Python 3 call to "list" has odd side-effects

Question

Consider the following two code snippets.

Snippet 1:

l = range(10)
list(l)
m = reversed(l)
list(m)
l = range(-1)
list(l)
list(m)

Snippet 2:

l = range(10)
m = reversed(l)
l = range(-1)
list(l)
list(m)

The only difference between them is that Snippet 2 does not call list(l) and list(m) in its first half.

Bizzarely, the final call to list(m) in Snippet 1 returns

[] 

whereas the final call to list(m) in Snippet 2 returns

[9, 8, 7, 6, 5, 4, 3, 2, 1, 0]  

These are different values!

This is not the behavior I would have expected. Presumably, the earlier calls to list(l) and list(m) in Snippet 1 are triggering some kind of memory optimization; is anybody able to explain to me precisely what is going on, please?

>>> l = range(10)
>>> list(l)
[0, 1, 2, 3, 4, 5, 6, 7, 8, 9]
>>> m = reversed(l)
>>> list(m)
[9, 8, 7, 6, 5, 4, 3, 2, 1, 0]
>>> l = range(-1)
>>> list(l)
[]
>>> list(m)
[]
>>>
>>> l = range(10)
>>> m = reversed(l)
>>> l = range(-1)
>>> list(l)
[]
>>> list(m)
[9, 8, 7, 6, 5, 4, 3, 2, 1, 0]

Thank you.

Answer 1

reversed returns an iterator which is single-use: it is exhausted after you feed it to list (which builds a list from the reversed items) the first time.

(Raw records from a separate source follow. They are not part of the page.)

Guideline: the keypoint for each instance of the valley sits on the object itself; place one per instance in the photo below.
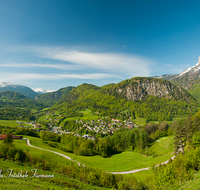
(88, 133)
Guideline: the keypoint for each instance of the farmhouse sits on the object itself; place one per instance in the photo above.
(13, 137)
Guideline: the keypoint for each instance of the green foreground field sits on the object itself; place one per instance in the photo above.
(56, 181)
(125, 161)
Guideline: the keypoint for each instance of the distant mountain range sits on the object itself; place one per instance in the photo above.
(42, 91)
(26, 91)
(189, 79)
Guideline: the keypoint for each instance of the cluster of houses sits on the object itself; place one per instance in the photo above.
(105, 126)
(91, 128)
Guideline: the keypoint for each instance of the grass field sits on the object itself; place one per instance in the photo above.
(162, 146)
(139, 121)
(57, 182)
(125, 161)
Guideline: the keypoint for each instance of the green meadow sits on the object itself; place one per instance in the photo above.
(124, 161)
(57, 182)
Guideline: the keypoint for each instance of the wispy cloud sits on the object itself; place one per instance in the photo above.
(114, 63)
(39, 65)
(52, 76)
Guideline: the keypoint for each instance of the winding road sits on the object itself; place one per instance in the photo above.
(67, 157)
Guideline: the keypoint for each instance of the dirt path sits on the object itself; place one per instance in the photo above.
(67, 157)
(138, 170)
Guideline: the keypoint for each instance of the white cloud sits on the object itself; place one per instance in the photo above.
(115, 63)
(52, 76)
(53, 66)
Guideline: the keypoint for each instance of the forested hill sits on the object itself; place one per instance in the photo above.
(53, 97)
(11, 99)
(151, 98)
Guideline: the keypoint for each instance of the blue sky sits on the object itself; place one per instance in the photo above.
(52, 44)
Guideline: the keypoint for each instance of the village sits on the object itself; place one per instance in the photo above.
(89, 129)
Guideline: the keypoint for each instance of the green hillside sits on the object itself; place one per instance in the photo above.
(53, 97)
(194, 90)
(15, 99)
(153, 99)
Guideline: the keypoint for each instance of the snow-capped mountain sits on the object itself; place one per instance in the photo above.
(26, 91)
(41, 90)
(194, 69)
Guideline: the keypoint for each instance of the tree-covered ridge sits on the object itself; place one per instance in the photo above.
(139, 88)
(14, 99)
(53, 97)
(153, 99)
(194, 90)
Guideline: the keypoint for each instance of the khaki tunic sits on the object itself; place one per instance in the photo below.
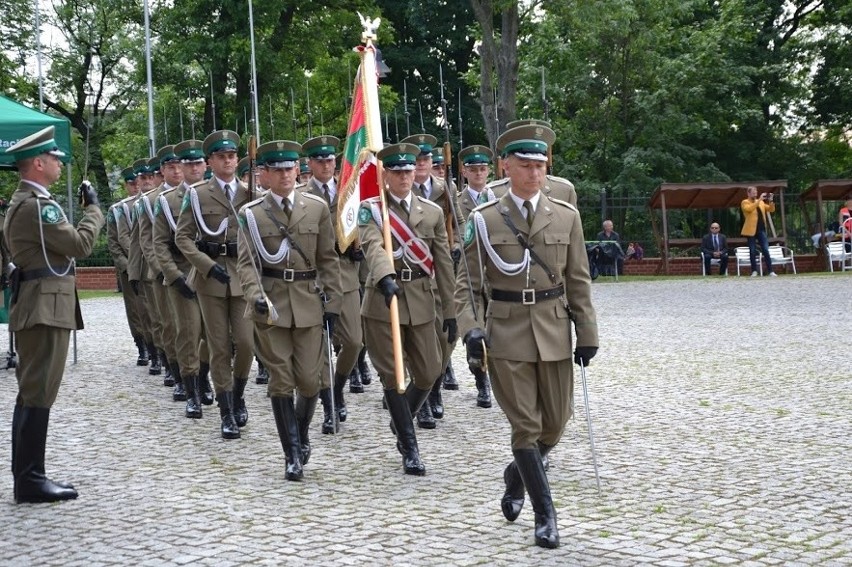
(222, 306)
(292, 348)
(46, 308)
(530, 359)
(418, 301)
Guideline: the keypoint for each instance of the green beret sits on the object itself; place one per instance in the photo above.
(42, 142)
(475, 155)
(321, 147)
(423, 141)
(399, 157)
(527, 142)
(190, 151)
(221, 141)
(280, 153)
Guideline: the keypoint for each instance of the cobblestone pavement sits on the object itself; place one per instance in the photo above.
(721, 410)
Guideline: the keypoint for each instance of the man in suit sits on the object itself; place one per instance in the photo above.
(206, 234)
(715, 246)
(536, 273)
(44, 307)
(419, 228)
(289, 247)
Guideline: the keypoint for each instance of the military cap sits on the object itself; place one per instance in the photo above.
(243, 167)
(526, 142)
(321, 147)
(221, 141)
(399, 157)
(154, 165)
(140, 166)
(128, 174)
(279, 154)
(423, 141)
(190, 151)
(42, 142)
(527, 122)
(475, 155)
(166, 154)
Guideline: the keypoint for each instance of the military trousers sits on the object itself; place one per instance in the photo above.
(42, 354)
(537, 398)
(293, 357)
(420, 350)
(227, 331)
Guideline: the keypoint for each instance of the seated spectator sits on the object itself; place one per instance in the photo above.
(715, 245)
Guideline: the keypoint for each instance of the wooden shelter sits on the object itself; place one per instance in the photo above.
(709, 196)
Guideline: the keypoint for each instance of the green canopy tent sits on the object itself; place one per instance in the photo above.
(18, 121)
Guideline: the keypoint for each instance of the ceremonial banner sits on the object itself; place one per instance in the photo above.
(358, 177)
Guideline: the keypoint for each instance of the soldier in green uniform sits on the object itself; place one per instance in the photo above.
(119, 253)
(287, 247)
(422, 256)
(320, 152)
(433, 188)
(206, 234)
(44, 308)
(536, 273)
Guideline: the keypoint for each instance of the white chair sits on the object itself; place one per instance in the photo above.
(836, 252)
(744, 259)
(713, 262)
(781, 256)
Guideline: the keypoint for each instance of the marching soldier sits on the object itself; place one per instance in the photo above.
(556, 187)
(348, 332)
(421, 234)
(206, 234)
(288, 244)
(476, 168)
(116, 220)
(535, 270)
(44, 306)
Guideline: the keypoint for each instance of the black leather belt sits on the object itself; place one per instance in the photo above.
(289, 275)
(216, 249)
(41, 273)
(406, 275)
(527, 296)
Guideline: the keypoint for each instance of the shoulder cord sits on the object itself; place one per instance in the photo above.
(44, 249)
(199, 220)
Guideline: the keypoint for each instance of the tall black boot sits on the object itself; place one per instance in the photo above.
(305, 408)
(230, 429)
(398, 406)
(288, 433)
(240, 410)
(483, 388)
(530, 466)
(450, 382)
(436, 403)
(339, 402)
(355, 385)
(193, 397)
(155, 369)
(143, 351)
(329, 421)
(31, 482)
(262, 372)
(179, 393)
(207, 396)
(364, 368)
(168, 377)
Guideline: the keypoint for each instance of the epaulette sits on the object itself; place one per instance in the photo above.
(428, 202)
(564, 203)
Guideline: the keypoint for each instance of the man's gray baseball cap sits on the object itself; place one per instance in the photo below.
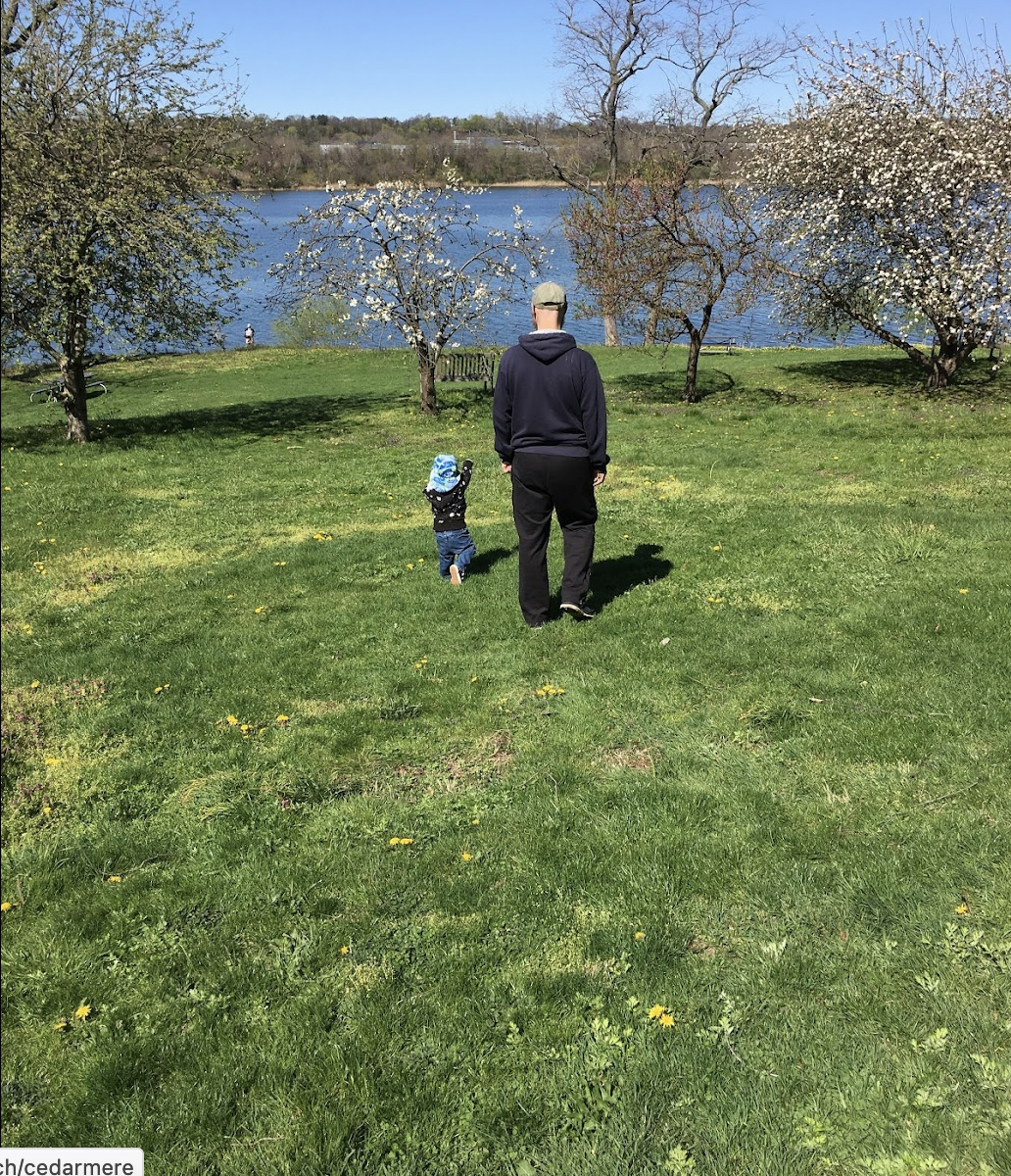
(551, 294)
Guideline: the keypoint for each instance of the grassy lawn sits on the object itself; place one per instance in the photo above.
(314, 864)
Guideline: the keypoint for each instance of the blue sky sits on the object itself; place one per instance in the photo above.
(404, 58)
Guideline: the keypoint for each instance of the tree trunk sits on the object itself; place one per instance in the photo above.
(611, 336)
(691, 394)
(75, 400)
(426, 370)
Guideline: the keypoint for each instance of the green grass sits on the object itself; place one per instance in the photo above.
(418, 926)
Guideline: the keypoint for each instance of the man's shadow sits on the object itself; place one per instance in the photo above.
(616, 576)
(487, 560)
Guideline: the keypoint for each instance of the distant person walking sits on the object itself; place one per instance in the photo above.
(552, 435)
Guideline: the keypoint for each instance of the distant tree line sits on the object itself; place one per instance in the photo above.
(313, 151)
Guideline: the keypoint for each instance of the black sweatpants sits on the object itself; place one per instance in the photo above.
(545, 485)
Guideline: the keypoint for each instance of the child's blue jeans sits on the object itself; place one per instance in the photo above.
(454, 547)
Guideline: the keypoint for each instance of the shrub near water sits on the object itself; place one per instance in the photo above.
(313, 863)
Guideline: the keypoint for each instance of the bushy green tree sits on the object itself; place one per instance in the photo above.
(117, 136)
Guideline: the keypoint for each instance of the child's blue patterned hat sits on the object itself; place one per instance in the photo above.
(445, 474)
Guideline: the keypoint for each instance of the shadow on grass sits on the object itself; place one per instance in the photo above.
(668, 387)
(897, 373)
(485, 562)
(620, 575)
(236, 422)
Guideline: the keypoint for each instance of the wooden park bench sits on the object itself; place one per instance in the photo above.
(718, 346)
(52, 393)
(470, 368)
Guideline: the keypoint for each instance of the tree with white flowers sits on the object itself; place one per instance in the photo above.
(119, 129)
(887, 197)
(411, 260)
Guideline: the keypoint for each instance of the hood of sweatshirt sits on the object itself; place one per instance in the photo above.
(547, 345)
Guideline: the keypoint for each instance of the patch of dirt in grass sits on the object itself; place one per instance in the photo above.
(628, 759)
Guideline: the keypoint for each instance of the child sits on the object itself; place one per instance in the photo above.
(446, 491)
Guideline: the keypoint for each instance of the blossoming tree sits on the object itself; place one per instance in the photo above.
(887, 197)
(118, 123)
(412, 260)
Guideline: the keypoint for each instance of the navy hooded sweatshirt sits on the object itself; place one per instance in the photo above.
(550, 398)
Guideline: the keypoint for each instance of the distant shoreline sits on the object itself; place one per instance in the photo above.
(351, 187)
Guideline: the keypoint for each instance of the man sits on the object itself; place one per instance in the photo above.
(552, 434)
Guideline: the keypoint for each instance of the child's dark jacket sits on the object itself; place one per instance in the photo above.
(450, 510)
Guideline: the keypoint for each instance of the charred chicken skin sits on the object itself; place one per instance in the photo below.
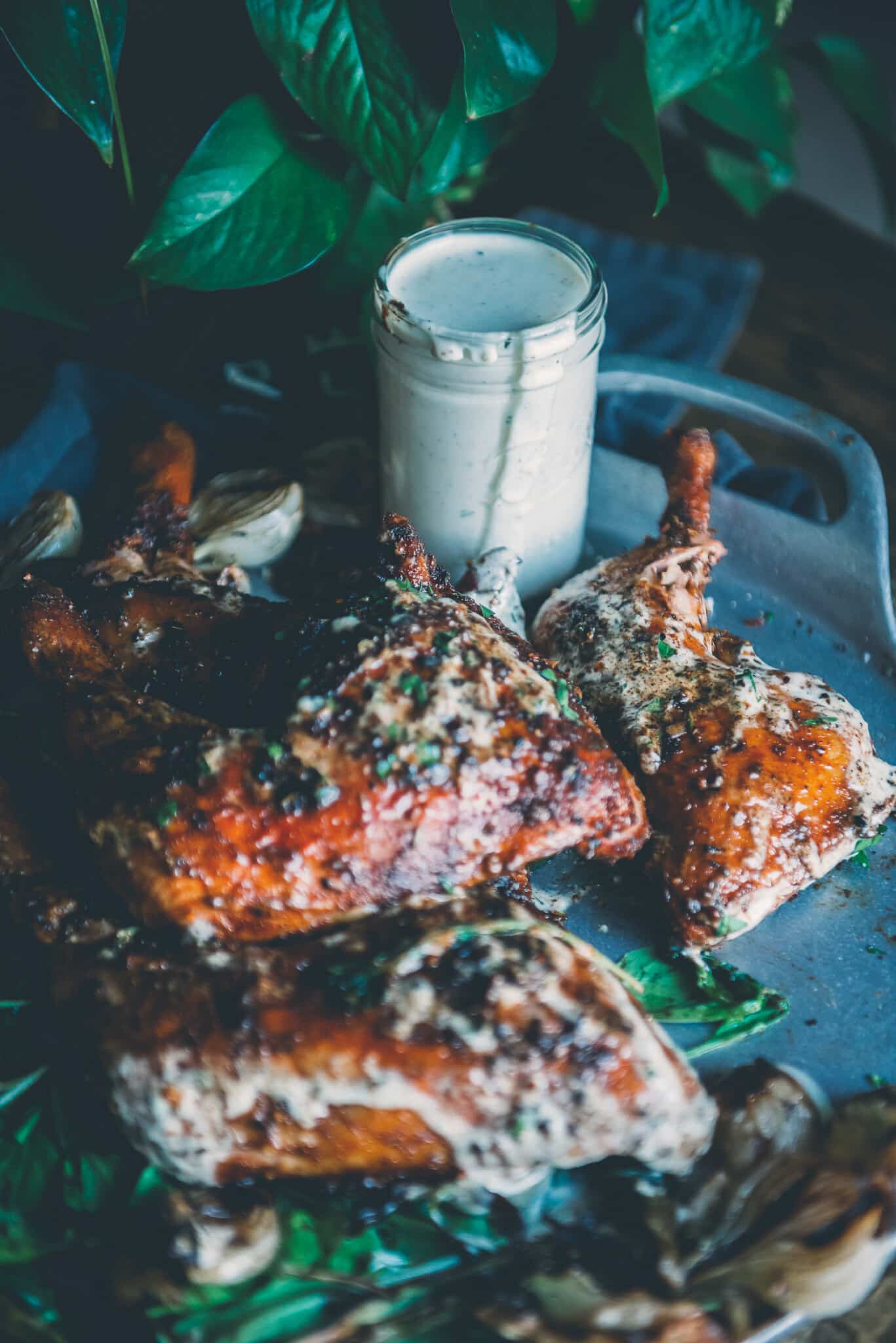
(758, 780)
(461, 1039)
(423, 748)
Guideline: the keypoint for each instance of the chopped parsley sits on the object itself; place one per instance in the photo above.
(727, 926)
(167, 812)
(414, 685)
(688, 990)
(860, 853)
(751, 681)
(562, 692)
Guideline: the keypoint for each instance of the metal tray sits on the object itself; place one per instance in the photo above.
(833, 948)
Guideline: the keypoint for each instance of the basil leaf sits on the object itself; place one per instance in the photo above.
(621, 96)
(683, 990)
(690, 42)
(751, 182)
(57, 43)
(246, 209)
(754, 102)
(860, 84)
(349, 69)
(508, 50)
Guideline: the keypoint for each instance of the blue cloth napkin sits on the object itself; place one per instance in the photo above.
(676, 302)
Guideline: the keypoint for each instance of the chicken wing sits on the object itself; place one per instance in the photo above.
(425, 748)
(464, 1039)
(758, 780)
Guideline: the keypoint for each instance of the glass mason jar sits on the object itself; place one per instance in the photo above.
(488, 333)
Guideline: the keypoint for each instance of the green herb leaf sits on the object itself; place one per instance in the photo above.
(221, 225)
(690, 42)
(683, 990)
(860, 853)
(413, 684)
(167, 812)
(58, 46)
(349, 66)
(508, 50)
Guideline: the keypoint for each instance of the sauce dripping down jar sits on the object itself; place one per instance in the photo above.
(488, 333)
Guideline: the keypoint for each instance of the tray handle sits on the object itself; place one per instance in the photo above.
(853, 551)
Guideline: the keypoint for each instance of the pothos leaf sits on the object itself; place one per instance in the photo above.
(456, 147)
(57, 43)
(246, 209)
(754, 102)
(349, 69)
(508, 50)
(621, 96)
(688, 990)
(751, 182)
(690, 42)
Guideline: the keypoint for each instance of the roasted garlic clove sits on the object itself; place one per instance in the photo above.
(49, 528)
(246, 519)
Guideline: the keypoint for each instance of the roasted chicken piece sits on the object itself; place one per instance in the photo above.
(425, 748)
(758, 780)
(464, 1039)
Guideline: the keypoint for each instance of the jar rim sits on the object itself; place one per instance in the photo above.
(590, 308)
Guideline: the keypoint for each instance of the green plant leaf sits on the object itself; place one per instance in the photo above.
(683, 990)
(456, 147)
(690, 42)
(57, 43)
(621, 94)
(376, 226)
(508, 50)
(861, 87)
(349, 69)
(754, 102)
(751, 182)
(246, 209)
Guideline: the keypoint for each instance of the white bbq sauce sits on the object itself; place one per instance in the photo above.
(486, 405)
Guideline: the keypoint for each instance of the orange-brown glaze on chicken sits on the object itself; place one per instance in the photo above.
(758, 782)
(423, 750)
(463, 1039)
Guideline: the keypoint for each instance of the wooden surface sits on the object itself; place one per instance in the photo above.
(824, 323)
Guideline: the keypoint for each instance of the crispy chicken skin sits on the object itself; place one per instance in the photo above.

In consequent runs, it will yield the empty list since m, the iterator supplied, is exhausted and can't yield any more values:

m = reversed(l)
print(m) # <list_reverseiterator at 0x7fd2b8518fd0>
list(m)  # [9, 8, 7, 6, 5, 4, 3, 2, 1, 0]
list(m)  # []  (exhausted)

In your second snippet, you haven't called list on m as you do in the first, thereby not exhausting it.

You're only calling it once, in the end, and getting the list you see.